Loop unrolling for speed

I recently saw a posting where someone was considering a great deal of loop unrolling.  I can imagine some exotic case where this is a good idea however in general it's more likely to be bad that good.

For those that aren't familiar with the term, loop unrolling is where you change code that looks like this:

for (i=0;i<100;) { a[i] = i++; }

into something like this

for (i=0;i<100;) { a[i] = i++; a[i] = i++;a[i] = i++;a[i] = i++; }

(only usually the loop body is a little more complicated, and the unrolling is smarter)

Remember the purpose of loop unrolling is to reduce the cost of testing the loop variables on each iteration and the associated control flow.  That's all the overhead there is.

Generally when you unroll a loop you take several iterations and put it directly into the body.  Hopefully you can do this easily because you know (for instance) that the number of iterations is always a multiple of 10, or something like that  (there's of course other ways too).

OK, so far all is goodness and joy.  Here comes the but.

In the world of modern processors, bigger code is often slower code.  At some point the savings that you gained by having less control flow are not sufficient to overcome the costs of extra cache misses due to having to load in more code for the bigger (unrolled) algorithm.

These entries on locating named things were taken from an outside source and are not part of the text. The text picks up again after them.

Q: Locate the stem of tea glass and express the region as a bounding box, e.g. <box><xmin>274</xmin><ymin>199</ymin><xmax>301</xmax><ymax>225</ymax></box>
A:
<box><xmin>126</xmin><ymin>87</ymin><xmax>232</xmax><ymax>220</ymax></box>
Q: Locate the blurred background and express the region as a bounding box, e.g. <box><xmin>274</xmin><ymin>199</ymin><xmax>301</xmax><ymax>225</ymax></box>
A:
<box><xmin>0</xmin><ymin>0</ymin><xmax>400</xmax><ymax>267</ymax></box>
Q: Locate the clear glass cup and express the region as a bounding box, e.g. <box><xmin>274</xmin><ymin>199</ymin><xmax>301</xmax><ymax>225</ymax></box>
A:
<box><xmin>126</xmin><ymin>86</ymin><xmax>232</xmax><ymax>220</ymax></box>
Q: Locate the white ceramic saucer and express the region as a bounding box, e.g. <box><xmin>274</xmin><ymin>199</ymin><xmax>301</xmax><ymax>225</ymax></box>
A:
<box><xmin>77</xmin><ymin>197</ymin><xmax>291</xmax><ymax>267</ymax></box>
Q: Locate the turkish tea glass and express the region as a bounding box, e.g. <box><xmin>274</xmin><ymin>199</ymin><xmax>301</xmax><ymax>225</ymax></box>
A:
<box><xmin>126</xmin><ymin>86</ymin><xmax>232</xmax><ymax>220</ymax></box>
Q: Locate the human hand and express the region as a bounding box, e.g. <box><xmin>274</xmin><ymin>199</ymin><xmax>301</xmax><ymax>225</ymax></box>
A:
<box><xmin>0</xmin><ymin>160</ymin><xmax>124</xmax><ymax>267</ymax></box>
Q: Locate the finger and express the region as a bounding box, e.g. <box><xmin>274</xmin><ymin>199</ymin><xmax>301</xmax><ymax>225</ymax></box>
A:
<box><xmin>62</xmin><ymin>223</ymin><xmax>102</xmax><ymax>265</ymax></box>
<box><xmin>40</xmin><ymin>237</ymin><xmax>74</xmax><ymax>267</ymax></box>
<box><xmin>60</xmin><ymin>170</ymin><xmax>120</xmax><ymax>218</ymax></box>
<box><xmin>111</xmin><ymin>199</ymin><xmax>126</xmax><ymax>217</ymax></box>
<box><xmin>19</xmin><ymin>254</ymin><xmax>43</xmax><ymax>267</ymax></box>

So, the sweet spot is in between, you need to unroll enough to reduce the cost (remember if you only unroll 10 iterations that's still at 90%
reduction in control flow cost, you'll have to unroll 100 iterations to get to 99% and then 1000 to get to 99.9% -- diminishing returns if ever I  saw them) however you mustn't bloat the code to the point where you're taking an undue number of cache misses in the course of running the program.  I find it unlikely that more than 10 unrolls would ever really be worth it, but of course you'd have to measure to be sure for your case.